The Cambridge, Ont., native with dual citizenship remained with the U.S. under-18 nats team for a four nations tournament last weekend.
Of course, this is all part of the usual mid-November kickoff to the OHL arms race when GMs who fancy their teams as contenders begin to add the missing pieces.
It started when London pulled Trevor Cann out of Peterborough last week. Now, however, anything anyone thought they knew about the way the goalie dance might go leading up to the early January OHL trade deadline was fed through a wood shredder when Windsor traded for Maxwell — giving up a good young player, Andrew Yogan, and Barrie's 2009 second-round pick – to Erie for the US NDTP goalie, who happens to have a verbal commitment to play at Boston College next year. Now, there’s chatter on a few blogs and in posting forums that the Spits may flip the all-upside Maxwell to Guelph in a deal for one of the OHL’s elite 'tenders, Thomas McCollum.
With the amount of attention this thing is getting, it seems sure Maxwell will leave the U.S. program for the OHL, eventually.

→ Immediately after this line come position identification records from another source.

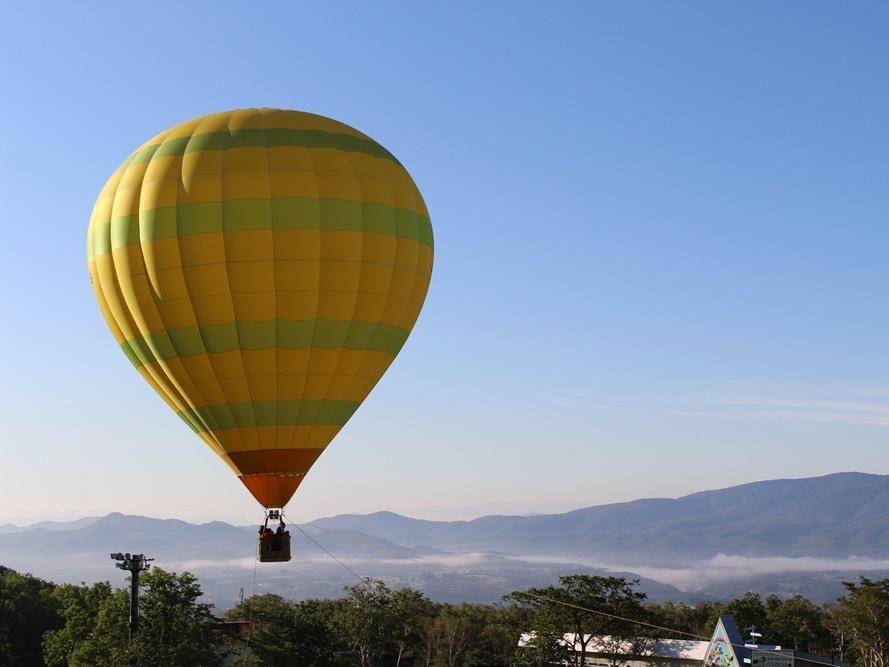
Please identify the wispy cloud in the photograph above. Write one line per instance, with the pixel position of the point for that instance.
(726, 567)
(861, 405)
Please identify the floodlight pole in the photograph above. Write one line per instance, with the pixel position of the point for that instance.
(134, 563)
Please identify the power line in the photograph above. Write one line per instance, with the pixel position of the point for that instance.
(650, 625)
(321, 546)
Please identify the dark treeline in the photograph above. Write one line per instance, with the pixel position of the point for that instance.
(46, 624)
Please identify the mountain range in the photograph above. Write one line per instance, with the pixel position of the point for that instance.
(782, 536)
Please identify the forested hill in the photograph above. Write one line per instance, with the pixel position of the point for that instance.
(835, 516)
(782, 536)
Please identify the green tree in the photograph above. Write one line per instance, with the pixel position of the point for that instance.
(108, 644)
(564, 609)
(748, 612)
(79, 608)
(27, 610)
(860, 619)
(367, 621)
(796, 622)
(286, 633)
(174, 628)
(412, 612)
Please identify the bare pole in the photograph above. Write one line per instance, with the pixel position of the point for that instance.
(134, 564)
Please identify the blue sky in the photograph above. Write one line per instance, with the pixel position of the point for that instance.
(661, 235)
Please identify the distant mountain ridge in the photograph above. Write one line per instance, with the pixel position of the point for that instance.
(709, 544)
(834, 516)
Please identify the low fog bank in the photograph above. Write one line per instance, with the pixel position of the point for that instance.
(477, 576)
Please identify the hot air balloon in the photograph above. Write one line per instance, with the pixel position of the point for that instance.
(261, 268)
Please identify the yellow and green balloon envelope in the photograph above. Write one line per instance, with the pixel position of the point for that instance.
(261, 268)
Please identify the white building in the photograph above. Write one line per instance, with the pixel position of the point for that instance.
(604, 651)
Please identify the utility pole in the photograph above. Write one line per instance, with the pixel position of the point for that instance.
(134, 563)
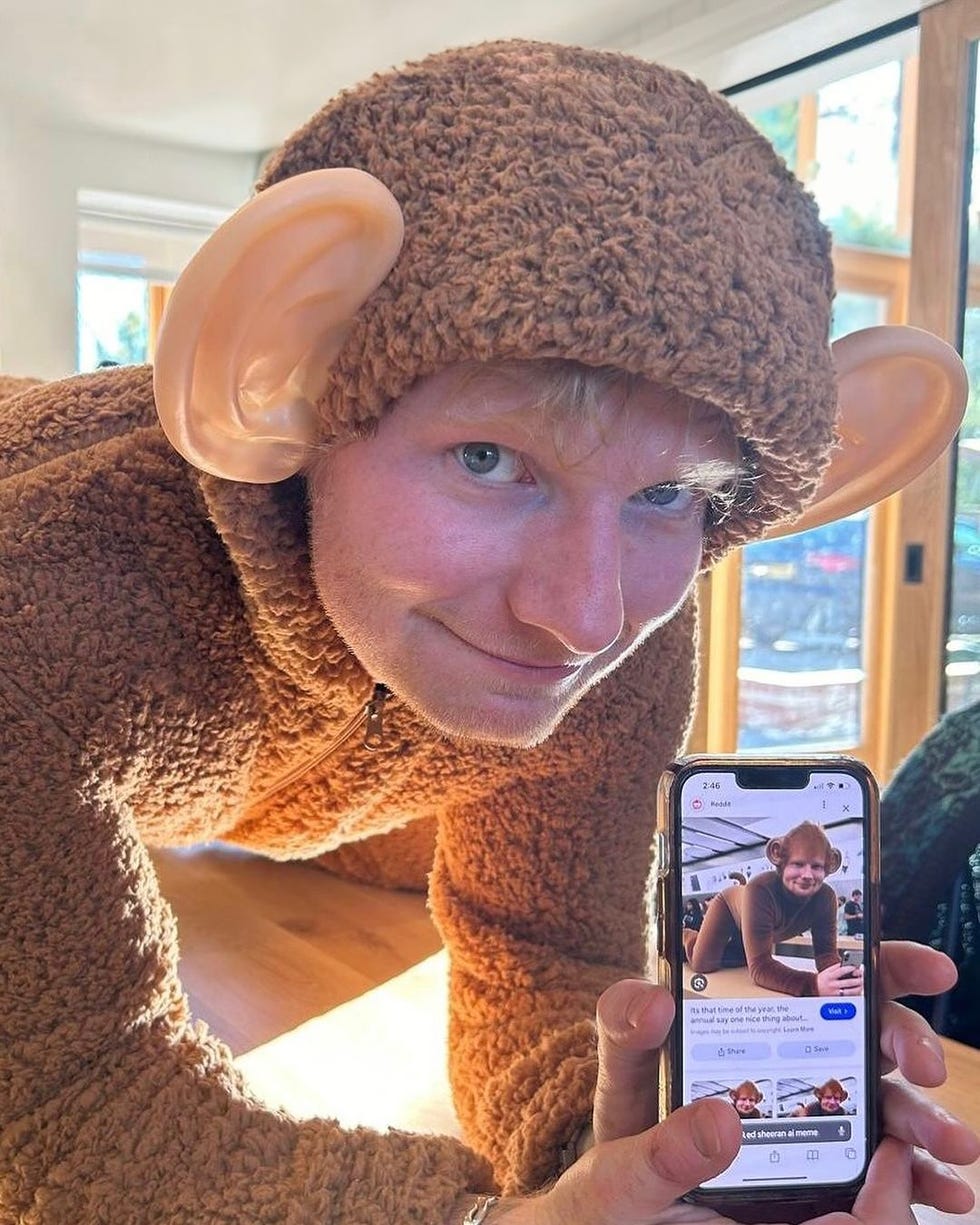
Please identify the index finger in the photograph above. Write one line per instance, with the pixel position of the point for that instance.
(632, 1019)
(907, 968)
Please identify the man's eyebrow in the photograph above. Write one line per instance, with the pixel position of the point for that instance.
(713, 474)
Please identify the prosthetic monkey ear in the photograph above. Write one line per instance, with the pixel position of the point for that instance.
(902, 396)
(259, 315)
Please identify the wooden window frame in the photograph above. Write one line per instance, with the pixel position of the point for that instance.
(904, 622)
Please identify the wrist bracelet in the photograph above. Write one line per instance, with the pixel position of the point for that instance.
(478, 1212)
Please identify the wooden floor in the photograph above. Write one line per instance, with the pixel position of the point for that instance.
(267, 946)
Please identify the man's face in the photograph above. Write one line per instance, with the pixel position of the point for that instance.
(804, 875)
(490, 560)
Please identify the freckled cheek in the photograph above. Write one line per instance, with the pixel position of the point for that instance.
(655, 580)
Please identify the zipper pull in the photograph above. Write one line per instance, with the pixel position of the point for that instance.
(374, 711)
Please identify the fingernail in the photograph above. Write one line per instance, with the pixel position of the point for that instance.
(704, 1133)
(935, 1051)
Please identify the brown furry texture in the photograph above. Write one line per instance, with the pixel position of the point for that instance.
(165, 659)
(157, 676)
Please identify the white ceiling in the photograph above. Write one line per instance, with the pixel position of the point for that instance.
(239, 76)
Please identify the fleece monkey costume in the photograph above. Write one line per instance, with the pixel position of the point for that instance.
(165, 663)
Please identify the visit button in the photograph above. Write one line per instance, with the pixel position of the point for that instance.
(838, 1011)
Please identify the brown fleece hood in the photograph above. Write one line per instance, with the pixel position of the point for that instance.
(592, 206)
(561, 202)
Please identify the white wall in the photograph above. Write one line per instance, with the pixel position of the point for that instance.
(42, 168)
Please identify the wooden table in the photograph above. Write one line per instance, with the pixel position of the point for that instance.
(395, 1073)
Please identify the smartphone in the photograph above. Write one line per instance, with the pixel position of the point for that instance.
(776, 1010)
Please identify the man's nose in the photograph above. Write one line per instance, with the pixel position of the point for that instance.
(569, 581)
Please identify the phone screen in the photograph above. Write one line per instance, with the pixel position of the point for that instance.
(776, 878)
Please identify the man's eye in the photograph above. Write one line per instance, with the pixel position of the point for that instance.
(489, 459)
(670, 494)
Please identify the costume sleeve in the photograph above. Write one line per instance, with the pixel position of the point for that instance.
(539, 889)
(114, 1106)
(762, 920)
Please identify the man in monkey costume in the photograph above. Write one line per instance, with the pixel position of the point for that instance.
(508, 344)
(745, 1098)
(744, 923)
(829, 1100)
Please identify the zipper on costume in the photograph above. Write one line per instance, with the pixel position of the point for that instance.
(370, 717)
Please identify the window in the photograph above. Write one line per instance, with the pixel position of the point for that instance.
(130, 251)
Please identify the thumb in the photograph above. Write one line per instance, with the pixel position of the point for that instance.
(627, 1181)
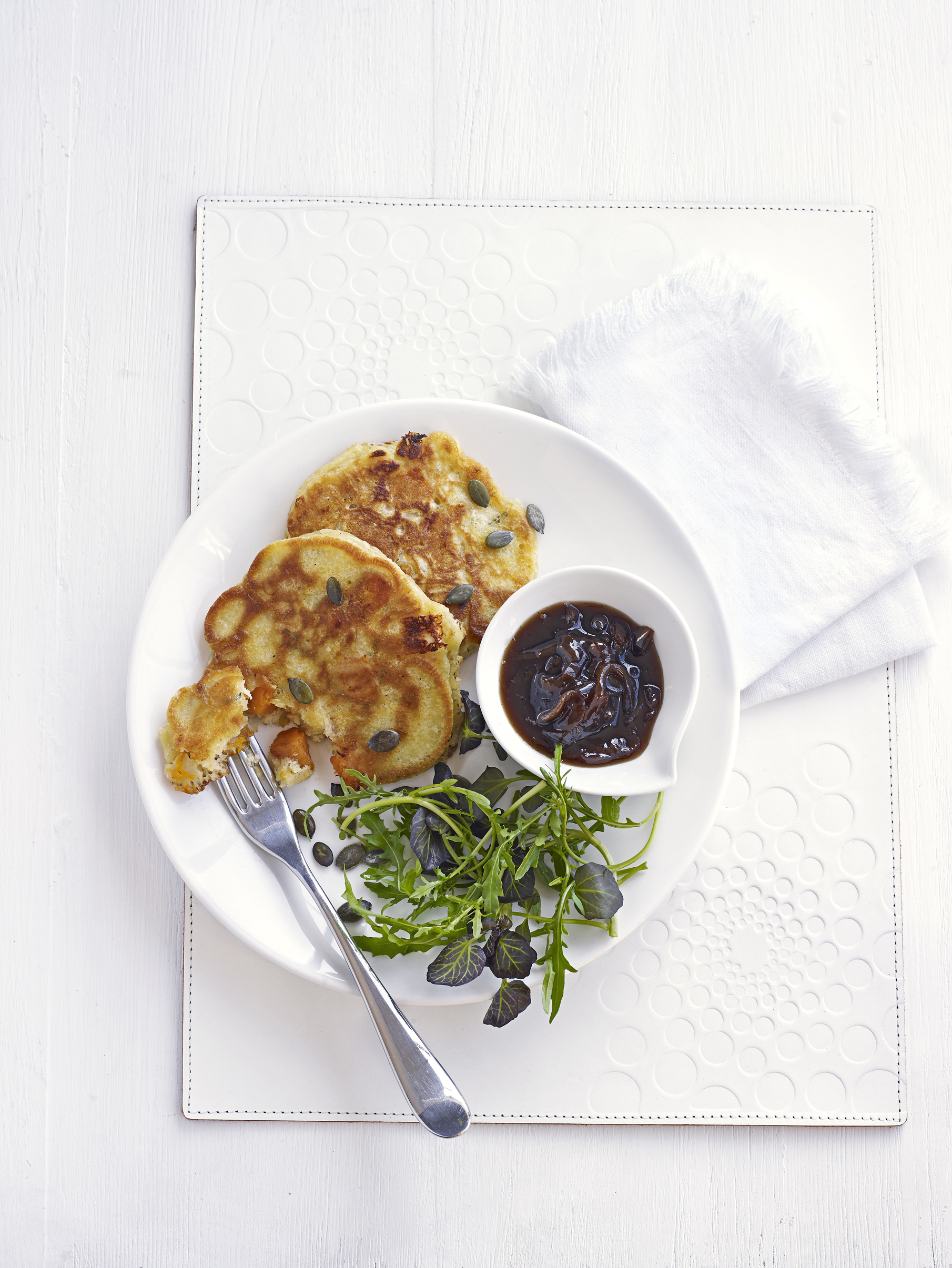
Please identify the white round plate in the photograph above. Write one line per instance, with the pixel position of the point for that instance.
(596, 513)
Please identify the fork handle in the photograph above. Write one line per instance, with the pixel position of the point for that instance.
(433, 1094)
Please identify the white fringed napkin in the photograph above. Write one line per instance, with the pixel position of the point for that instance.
(808, 518)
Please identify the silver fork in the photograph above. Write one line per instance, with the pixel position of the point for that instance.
(260, 809)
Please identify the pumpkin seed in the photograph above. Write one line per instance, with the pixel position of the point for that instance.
(535, 518)
(301, 692)
(459, 595)
(478, 492)
(643, 642)
(303, 823)
(500, 538)
(322, 854)
(351, 855)
(347, 912)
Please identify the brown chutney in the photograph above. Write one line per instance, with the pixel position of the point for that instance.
(585, 676)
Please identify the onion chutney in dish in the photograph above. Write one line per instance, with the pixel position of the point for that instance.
(585, 676)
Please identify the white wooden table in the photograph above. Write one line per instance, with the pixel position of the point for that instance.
(130, 113)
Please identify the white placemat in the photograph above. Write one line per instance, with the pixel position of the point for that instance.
(768, 988)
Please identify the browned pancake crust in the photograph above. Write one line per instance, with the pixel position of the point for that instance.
(410, 499)
(386, 658)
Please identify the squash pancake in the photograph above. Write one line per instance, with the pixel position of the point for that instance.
(386, 658)
(411, 500)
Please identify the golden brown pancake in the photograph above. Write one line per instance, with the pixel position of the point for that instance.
(386, 658)
(205, 726)
(291, 757)
(410, 499)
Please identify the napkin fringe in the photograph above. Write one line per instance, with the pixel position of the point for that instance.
(776, 337)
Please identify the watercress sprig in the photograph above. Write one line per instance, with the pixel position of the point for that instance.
(454, 870)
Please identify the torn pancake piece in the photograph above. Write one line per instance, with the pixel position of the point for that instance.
(379, 656)
(411, 499)
(291, 757)
(206, 726)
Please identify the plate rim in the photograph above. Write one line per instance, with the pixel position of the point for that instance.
(225, 491)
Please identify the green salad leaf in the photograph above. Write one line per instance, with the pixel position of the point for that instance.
(458, 873)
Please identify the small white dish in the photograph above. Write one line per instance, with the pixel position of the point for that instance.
(656, 767)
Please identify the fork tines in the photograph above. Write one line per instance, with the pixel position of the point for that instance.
(249, 784)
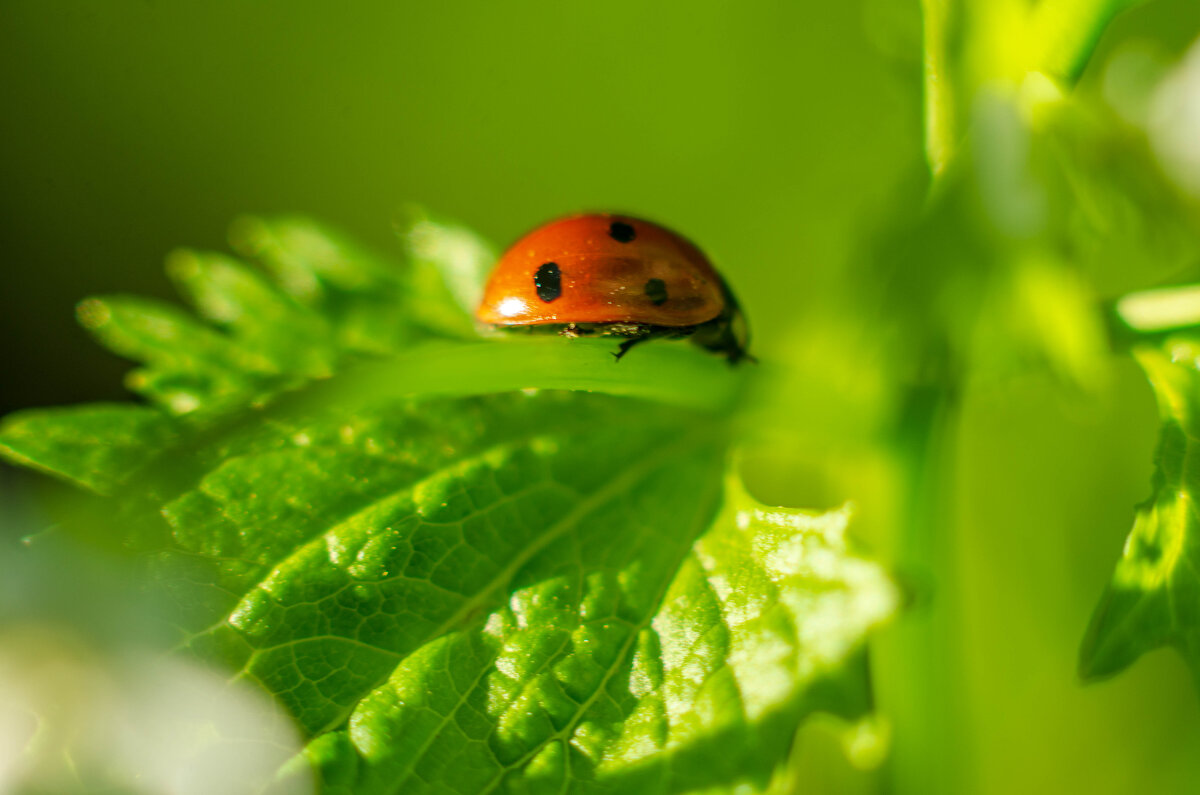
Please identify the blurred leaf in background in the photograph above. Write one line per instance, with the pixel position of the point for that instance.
(789, 143)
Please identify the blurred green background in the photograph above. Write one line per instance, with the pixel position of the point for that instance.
(773, 133)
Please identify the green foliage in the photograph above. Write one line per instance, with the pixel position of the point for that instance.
(459, 565)
(1155, 596)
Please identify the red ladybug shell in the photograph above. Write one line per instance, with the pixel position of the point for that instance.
(603, 268)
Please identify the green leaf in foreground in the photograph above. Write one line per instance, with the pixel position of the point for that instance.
(1153, 598)
(454, 567)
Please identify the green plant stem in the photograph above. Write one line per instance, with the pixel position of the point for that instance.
(918, 662)
(939, 111)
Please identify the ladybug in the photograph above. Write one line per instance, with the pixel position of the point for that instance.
(613, 275)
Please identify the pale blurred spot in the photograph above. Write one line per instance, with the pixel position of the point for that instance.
(1129, 79)
(1174, 121)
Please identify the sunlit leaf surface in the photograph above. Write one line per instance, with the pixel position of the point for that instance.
(1153, 598)
(454, 585)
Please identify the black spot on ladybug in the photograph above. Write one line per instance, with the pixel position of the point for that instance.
(549, 281)
(622, 232)
(657, 291)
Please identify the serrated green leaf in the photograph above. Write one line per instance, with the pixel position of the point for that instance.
(1153, 598)
(96, 447)
(454, 566)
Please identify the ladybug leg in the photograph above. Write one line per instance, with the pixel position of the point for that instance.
(623, 348)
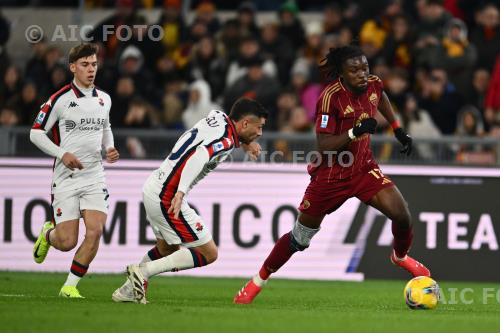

OHL reporters have different considerations than NHL beat guys or columnists. Some pro writers will put anything that comes across their crackberries in print. With a few exceptions, OHL beat guys are in a different situation and tend to keep more under their hats. There sure is a lot of hinting going on, though, enough to make this Maxwell thing seem good as done.
But outside of the parties involved, who knows how far this Guelph idea goes? Maxwell’s father Brad is an assistant in Guelph. And the only reason the 17-year-old goalie of Maxwell’s calibre would leave behind a full NCAA ride, and perhaps piss off the U.S. nats enough to risk grudges and future international play, is if he were to get enough OHL experience to help his development prior to and after his NHL draft.
Another consideration is the Spits are looking to build a fault-less team for a run at the Memorial Cup. They aren’t going to bring in a 17-year-old to be their go-to No. 1 guy. They’ll want experience to lead the way in the form of Andrew Engelage and/or a McCollum-esque goalie.
A when you’re talking about wheeling, dealing Warren Rychel, you can’t rule out anything. Maybe he brings in McCollum and flips Engelage, an overager, to another team for some more experience for the Windsor blueline.
Then again, maybe Maxwell sticks with the Spits, gets all the experience that this spring's run brings – as a backup, primarily – and is the key cog of a Spitfires organization that is interested in hosting the 2011 Mem Cup.
The only safe bet right now is taking the over on how many moves the Spits and Knights wll make to gear up for what should be a heck of a Western Conference final.